Aynı biçimde, Türkiye’de mevcut yedek işçi ordusu, yani burjuva basının deyişiyle işsiz ordusu, halihazırdaki istihdam politikası ile ilgili olarak aynen yazımızda belirttiğimiz gibi, daha da büyümüştür. Cumhuriyet gazetesinin 16.5.2007 tarihli “Milyonlarca Seçmen İşsiz” başlıklı haberinde, Türkiye İstatistik Kurumu’nun verilerine göre Şubat 2007′de işsizliğin yılın ayına göre ciddi bir biçimde arttığı bildirilmektedir.
İş kazası geçiren ve sakat kalan bir işçinin iş bulmasının neredeyse imkânsız olduğu ve bulduğu işin eski işi ile karşılaştırılamayacak kadar aşağı bir konumda olacağı açıktır.
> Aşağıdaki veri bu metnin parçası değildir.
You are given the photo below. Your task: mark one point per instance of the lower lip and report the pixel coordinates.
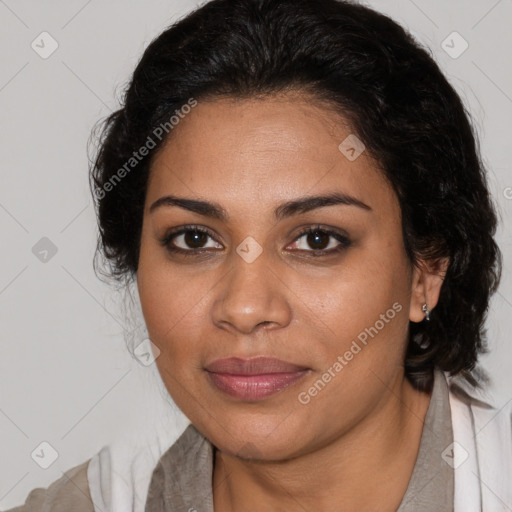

Buna bir de işverenin tazminat ödememek için elinden geleni ardına koymaması ve Türkiye’deki kapkaççı patronların yasal yollardan takip edilmesinin çok zor olması olgusu eklenmektedir. Elektrik kabloları ve benzeri araç gereç üreten bir imalathanede çalışırken iş kazası geçirerek bir parmağını kaybeden bir işçinin anlattıkları Türkiye’deki durumda hiçbir değişiklik olmadığını göstermektedir:
Kaza geçiren işçi, bir hacıağa ve “dindar” bir işveren olan patronu tarafından, kaza sebebiyle tazminat davası açtığı için, içine sülalesinin de dâhil edildiği argosu bol bir tartışma sonucunda işten atılır. Bulabildiği iş çöpçülüktür. Dava açtığı hacıağanın imalathanesi ise, çoktan yer değiştirmiştir. Kin güttüğünü söyleyen bu işçi kardeşimiz ne yapar yapar, araştırıp imalathaneyi bulur. Başka bir adrestedir. Kapının üstüne kilit vurulmuştur ve dışarıdan bakan hiç kimse içeride insanların çalıştığını bilmemektedir. Hacıağanın çalıştırdığı işçi kadrosu ise artık daha gençtir: Çoğu on beş on altı yaşında bile olmayan çocuk ve genç kızlar, asgari ücretten daha düşüğüne çalıştırılmaktadır. Kuşkusuz hepsi de kaçak çalıştırılmaktadır.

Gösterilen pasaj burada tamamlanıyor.